Recentemente assisti uma palestra sobre Marketing para Empreendedores em um evento em Florianópolis, onde o palestrante (José Chequer, professor da fundação Don Cabral) comentava sobre a importancia na qualificação das pessoas que trabalham nas empresas. Ele citou o exemplo do MacDonalds, onde a atividade é particionada de forma que cada um possa saber simplesmente uma parte do processo, sem ter noção do todo e sem tomar nenhuma decisão. Essa linha de raciocínio, segundo ele, denota das idéias da administração de Taylor e Fayol, chamado de modelo clássico.
Neste momento, comecei a pensar sobre os modelos tradicionais de desenvolvimento de software (inclusive o adotado na empresa que trabalho ) em contrapartida com o modelo Ágil. No modelo tradicional, são criados inúmeros papéis, com um particionamento claro de responsabilidades. Onde trabalho, por exemplo, temos analista de negócios, analista de sistemas, testador, arquiteto e programador. No modelo ágil, o número de papéis se reduz e a definicao das responsabilidades normalmente é um pouco mais flexível.

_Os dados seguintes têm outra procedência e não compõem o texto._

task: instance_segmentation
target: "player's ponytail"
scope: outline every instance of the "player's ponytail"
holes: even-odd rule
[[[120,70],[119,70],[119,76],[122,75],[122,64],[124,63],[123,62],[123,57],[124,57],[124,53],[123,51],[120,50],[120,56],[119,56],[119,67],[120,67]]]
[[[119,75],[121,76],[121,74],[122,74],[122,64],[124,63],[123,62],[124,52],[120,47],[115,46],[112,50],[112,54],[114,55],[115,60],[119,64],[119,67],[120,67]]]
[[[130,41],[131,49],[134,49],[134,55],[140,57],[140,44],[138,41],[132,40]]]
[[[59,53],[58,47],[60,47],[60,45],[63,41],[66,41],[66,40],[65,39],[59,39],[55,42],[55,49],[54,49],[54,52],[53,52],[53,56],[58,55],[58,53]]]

Diz-se que metodologias ágeis somente são eficientes quando aplicadas em times de pessoas altamente qualificadas, o que realmente não é a realidade da maioria das empresas. Normalmente se contrata uma pessoa extremamente talentosa para cada 4 menos talentosas e se monta uma espécie de "esquadrão de elite", onde as regras são definidas por esse esquadrão para os incautos. Essa desproporção de talentos na verdade se justifica pelo custo, pois o salário de um desenvolvedor talentoso é normalmente bem mais alto que o dos outros.
Conclui-se que a criação de metodologias burocráticas surge como uma tentativa de reduzir os erros e aumentar a qualidade do software produzido sem gastar mais com contratação, certo?
Daí vem meu questionamento...será que o custo de criação de papéis extras, metodologias burocráticas, aquisição de ferramentas para BPMN, BPEL, UML e Gestão de Requisitos, tempo gasto no cumprimento das regras definidas para formatar o comportamento dos menos talentosos não supera o custo de contratação de uma equipe formada por programadores mais talentosos que pudesse utilizar uma metodologia mais enxuta?
Penso que vale a reflexao...
2 comentários:
Concordo com sua analogia, acho que ao invés de gastar com este tipo de ferramentas, o investimento poderia ser direcionado à contratação de pessoas talentosas e à qualificação das "menos favorecidas intelectualmente". Tudo bem que talento talvez não seja algo que se possa aprender, mas com certeza no meio do "time de incautos" devam haver prodígios que apenas precisem de um empurrãozinho....
é verdade Klein...sabemos bem que na maioria das vezes o barato sai caro para as empresas.